Must not have received prior treatment with another anti-IGF-1R therapy - Must not have received systemic corticosteroids or steroid eye drops for any condition, including TED, or selenium within 2 weeks prior to first dose. - Must not have received other immunosuppressive drugs for any condition, including TED, or any other therapy for TED within 12 weeks prior to first dose - Must not have received an investigational agent for any condition, including TED, within 8 weeks or longer duration (depending on the type of investigational agent) prior to first dose - Must not have received radioactive iodine (RAI) treatment within 8 weeks prior to first dose - Must not have had previous orbital irradiation or decompression surgery for TED to the study eye's orbit - Must not have a pre-existing ophthalmic condition in the study eye which in the study doctor's opinion, would interfere with interpretation of study results - Must not have abnormal hearing test before first dose.
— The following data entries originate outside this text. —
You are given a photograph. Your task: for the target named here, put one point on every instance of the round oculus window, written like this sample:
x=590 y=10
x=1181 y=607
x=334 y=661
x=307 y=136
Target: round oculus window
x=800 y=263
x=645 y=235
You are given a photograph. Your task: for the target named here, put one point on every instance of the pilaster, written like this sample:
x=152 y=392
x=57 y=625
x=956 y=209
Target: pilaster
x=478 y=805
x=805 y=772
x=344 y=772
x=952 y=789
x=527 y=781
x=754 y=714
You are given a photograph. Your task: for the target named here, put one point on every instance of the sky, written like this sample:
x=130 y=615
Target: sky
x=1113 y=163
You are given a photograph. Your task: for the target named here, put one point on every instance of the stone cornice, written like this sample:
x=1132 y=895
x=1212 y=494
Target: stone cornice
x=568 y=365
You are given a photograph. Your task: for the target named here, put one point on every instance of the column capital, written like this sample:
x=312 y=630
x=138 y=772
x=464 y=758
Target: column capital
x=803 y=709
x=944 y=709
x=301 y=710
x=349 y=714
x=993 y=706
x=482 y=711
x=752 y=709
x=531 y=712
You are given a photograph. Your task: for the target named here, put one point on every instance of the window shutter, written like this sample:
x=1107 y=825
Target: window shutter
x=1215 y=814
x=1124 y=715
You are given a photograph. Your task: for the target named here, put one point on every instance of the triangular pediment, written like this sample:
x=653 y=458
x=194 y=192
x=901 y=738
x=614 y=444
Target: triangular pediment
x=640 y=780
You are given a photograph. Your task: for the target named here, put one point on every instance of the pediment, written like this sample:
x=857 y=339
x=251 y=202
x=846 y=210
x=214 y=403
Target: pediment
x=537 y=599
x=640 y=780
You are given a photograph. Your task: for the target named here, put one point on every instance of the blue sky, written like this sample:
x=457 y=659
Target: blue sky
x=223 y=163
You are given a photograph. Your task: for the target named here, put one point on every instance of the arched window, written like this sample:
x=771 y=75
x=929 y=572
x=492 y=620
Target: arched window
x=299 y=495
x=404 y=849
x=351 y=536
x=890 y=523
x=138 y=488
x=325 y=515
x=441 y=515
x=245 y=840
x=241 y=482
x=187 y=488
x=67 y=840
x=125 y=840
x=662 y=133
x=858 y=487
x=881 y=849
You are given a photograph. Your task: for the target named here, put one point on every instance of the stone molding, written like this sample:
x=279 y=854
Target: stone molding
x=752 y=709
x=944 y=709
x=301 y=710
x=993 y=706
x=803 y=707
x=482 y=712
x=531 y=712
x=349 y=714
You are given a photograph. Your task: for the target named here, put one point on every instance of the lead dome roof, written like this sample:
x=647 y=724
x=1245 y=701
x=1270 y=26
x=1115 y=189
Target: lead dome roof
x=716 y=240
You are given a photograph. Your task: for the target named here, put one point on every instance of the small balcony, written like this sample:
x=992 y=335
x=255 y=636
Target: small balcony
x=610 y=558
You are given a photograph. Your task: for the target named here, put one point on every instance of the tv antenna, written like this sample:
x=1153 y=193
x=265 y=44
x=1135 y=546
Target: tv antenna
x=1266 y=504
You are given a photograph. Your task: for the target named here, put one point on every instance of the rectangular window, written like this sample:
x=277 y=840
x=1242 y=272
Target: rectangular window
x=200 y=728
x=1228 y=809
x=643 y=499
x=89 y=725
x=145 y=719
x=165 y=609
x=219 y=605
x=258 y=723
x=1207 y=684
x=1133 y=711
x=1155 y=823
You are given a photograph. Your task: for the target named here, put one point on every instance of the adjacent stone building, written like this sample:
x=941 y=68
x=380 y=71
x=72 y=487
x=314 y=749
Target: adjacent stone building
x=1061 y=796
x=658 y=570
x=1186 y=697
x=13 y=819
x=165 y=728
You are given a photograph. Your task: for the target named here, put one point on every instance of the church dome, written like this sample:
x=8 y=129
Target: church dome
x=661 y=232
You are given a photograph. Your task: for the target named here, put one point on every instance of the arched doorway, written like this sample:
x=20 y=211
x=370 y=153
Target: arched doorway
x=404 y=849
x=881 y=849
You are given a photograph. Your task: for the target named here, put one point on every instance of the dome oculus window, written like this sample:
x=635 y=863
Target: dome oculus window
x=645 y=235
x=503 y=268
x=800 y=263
Must also not have a history of ear conditions considered significant by study doctor - Must not have a history of inflammatory bowel disease - Female TED participants must not be pregnant or breastfeeding

Study Design

Phase: Phase 3
Study Type: Interventional
Allocation: Randomized
Intervention Model: Parallel Assignment
Intervention Model Description: Participants will be randomized to one of the two study arms.
Primary Purpose: Treatment
Masking: Triple (Participant, Investigator, Outcomes Assessor)
Masking Description: Participant, Site personnel (except pharmacy personnel preparing the injection), and Sponsor are masked.

Arm Groups

Arm	Description	Assigned Intervention
Experimental VRDN-003 every 4 weeks	6 subcutaneous administrations of VRDN-003	Drug: VRDN-003 VRDN-003 is an investigational, subcutaneously administered, humanized monoclonal antibody directed against the Insulin-like Growth Factor-1 receptor (IGF-1R).
Experimental VRDN-003 every 8 weeks	3 subcutaneous administrations of VRDN-003 and 3 subcutaneous administrations of placebo	Drug: VRDN-003 VRDN-003 is an investigational, subcutaneously administered, humanized monoclonal antibody directed against the Insulin-like Growth Factor-1 receptor (IGF-1R). Drug: Placebo Placebo injections that appear identical to VRDN-003 injections but have no active drug.

Recruiting Locations

More Details

NCT ID: NCT06812325
Status: Active, not recruiting
Sponsor: Viridian Therapeutics, Inc.

Detailed Description

This is a randomized (meaning participants will be assigned to study arms by chance), double-masked (meaning study doctor and participant will not know which study arm participant is assigned to), controlled study that will include participants with TED of any duration. The key objectives of this study are to determine if VRDN-003 is safe and tolerable when administered as a series of subcutaneous (SC) injections every 4 weeks or every 8 weeks in participants with TED.